The first was trait objects. I have a Backend trait and several implementations, and I store them as Box<dyn Backend>. The trait has an async method. Rust does not yet support async fn in traits, which surprised me until I thought about why: an async fn desugars to a method returning impl Future, and you can't have impl Trait in a trait method's return position when you need to put the whole thing behind a dyn. The answer, for now, is the async-trait crate, which rewrites your async trait methods to return Pin<Box<dyn Future + Send + '_>> behind a macro:
#[async_trait]
trait Backend {
async fn fetch(&self, key: &str) -> Result<Bytes, Error>;
}
It works and it's the de facto standard, but it does mean every trait method call allocates a boxed future, and the error messages when something doesn't line up are written in the desugared types, not the ones you wrote. That's a leaky abstraction you have to learn to read.

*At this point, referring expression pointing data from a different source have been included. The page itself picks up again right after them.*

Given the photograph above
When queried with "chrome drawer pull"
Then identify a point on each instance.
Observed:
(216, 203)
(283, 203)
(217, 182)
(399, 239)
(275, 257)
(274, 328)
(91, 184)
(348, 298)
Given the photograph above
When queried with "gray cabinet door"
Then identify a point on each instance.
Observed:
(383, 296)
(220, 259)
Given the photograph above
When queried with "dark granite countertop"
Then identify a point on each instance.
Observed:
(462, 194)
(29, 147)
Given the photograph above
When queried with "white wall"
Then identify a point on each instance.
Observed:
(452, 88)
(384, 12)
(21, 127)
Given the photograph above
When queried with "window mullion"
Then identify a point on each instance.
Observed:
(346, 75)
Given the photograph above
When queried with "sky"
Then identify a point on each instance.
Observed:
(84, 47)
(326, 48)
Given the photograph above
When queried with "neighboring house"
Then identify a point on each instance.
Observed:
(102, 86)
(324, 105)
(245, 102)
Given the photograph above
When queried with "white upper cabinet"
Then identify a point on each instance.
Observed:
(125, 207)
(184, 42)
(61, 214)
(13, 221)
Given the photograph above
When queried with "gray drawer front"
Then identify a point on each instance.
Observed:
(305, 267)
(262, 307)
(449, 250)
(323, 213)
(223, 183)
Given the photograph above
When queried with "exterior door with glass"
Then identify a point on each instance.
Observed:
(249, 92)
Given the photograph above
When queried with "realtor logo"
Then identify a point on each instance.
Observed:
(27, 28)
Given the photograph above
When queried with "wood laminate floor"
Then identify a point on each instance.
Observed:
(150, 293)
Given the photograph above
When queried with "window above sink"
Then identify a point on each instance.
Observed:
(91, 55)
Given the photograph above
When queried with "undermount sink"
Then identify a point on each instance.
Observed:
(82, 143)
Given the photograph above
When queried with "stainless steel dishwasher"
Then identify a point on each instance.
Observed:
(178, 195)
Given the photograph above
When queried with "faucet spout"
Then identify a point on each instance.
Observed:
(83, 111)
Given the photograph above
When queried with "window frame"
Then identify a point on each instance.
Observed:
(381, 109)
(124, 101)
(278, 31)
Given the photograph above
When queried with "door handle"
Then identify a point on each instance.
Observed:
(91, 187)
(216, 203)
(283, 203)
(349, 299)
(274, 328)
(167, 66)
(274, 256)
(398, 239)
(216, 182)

The second, and the one that genuinely nearly broke me, was Send. The moment you spawn a future onto a multi-threaded runtime like Tokio's, that future has to be Send, which means everything held across an .await point has to be Send. I had a Rc and a MutexGuard from a non-Send mutex living across awaits in a couple of places, and the compiler error for that is enormous, points at the spawn call rather than the actual offending value, and lists the entire chain of why the future isn't Send. Learning to read from the bottom of that error upward, to find the Rc or the guard that started it, is a skill I did not have on Monday and did by Friday. Swap Rc for Arc, drop the guard before the await, and it goes quiet.
was it worth it
Yes, unambiguously. The rewrite touched almost every file, took the better part of a week, and produced a binary that performs about the same as the old one, so there was no speed win to show for it. The win is entirely in the reading. Code that I'd been avoiding because I couldn't safely modify the combinator chains is now ordinary code with ordinary control flow that I can change without fear. A bug I'd been carrying for months, a mishandled error path buried in an or_else, became obvious the instant the logic was written as a normal match, and I fixed it almost by accident during the port.
If you're still on futures 0.1 combinators, the ecosystem has moved and stable async/await is genuinely ready. Set aside more time than you think for the Send bounds and the trait-object dance, read the big errors from the bottom up, and enjoy deleting a great deal of Either.